Laurence Ferrari a pris position sur le maintien de Jean-Marc Morandini sur CNews, exprimant son engagement envers les victimes et sa volonté de préserver un cadre de travail serein sur la chaîne. Sa prise de parole s’inscrit dans une série de réactions internes, après celles de Sonia Mabrouk et le soutien exprimé par Pascal Praud, et révèle les équilibres délicats entre loyauté professionnelle et ligne éditoriale dans un média en pleine période électorale.

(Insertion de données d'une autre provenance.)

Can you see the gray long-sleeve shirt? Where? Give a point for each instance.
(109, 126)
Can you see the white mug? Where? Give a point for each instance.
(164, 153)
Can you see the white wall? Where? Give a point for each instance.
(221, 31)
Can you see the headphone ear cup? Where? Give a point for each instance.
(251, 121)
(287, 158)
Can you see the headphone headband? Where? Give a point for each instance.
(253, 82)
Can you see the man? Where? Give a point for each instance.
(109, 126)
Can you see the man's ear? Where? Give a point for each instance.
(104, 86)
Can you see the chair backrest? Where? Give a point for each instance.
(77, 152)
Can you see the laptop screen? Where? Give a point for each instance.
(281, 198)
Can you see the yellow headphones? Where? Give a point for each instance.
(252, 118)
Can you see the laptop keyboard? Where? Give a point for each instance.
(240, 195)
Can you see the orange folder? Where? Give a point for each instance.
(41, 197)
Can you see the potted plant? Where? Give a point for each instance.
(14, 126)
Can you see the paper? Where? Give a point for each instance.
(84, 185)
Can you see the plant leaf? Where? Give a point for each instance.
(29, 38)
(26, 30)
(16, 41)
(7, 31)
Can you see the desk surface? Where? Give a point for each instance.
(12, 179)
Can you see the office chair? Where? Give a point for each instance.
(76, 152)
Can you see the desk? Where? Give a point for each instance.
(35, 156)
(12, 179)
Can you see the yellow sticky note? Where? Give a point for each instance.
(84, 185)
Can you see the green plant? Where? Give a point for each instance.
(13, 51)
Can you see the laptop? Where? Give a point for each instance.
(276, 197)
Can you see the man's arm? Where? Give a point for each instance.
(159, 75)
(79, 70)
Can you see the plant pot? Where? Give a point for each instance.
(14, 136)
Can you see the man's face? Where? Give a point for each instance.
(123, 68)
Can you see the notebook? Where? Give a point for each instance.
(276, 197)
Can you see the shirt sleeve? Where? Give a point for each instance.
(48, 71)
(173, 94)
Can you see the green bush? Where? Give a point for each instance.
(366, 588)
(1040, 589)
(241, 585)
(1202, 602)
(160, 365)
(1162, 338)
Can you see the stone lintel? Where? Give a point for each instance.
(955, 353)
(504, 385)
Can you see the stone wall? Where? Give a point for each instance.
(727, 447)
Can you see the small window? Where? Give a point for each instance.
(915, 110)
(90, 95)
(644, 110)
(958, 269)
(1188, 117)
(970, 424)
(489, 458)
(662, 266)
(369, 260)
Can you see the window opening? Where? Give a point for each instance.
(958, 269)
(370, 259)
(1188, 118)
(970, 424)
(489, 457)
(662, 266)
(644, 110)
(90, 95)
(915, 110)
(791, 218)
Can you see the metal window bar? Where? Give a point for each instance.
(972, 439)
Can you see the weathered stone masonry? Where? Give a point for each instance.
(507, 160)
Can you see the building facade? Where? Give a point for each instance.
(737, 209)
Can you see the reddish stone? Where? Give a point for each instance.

Laurence Ferrari s’exprime sur le maintien de Morandini sur CNews
À Paris, Laurence Ferrari, engagée dans la défense des plus vulnérables et dans la lutte contre les violences sexuelles et sexistes, a déclaré: « Étant personnellement engagéée depuis longtemps dans la défense des plus vulnérables et dans la lutte contre les violences sexuelles et sexistes, il me paraissait important d’apporter ma voix aujourd’hui pour leur dire que je suis à leurs côtés ». Puis, « Pour autant, je n’ai pas de malaise », nuance-t-elle. « Ma loyauté professionnelle envers cette chaîne reste totale ». Ferrari reconnaît que son intervention est une réponse à d’éventuelles interpellations à l’antenne: « Il faut dire que cette condamnation a eu lieu, que ce n’est pas une condamnation à ne plus travailler ».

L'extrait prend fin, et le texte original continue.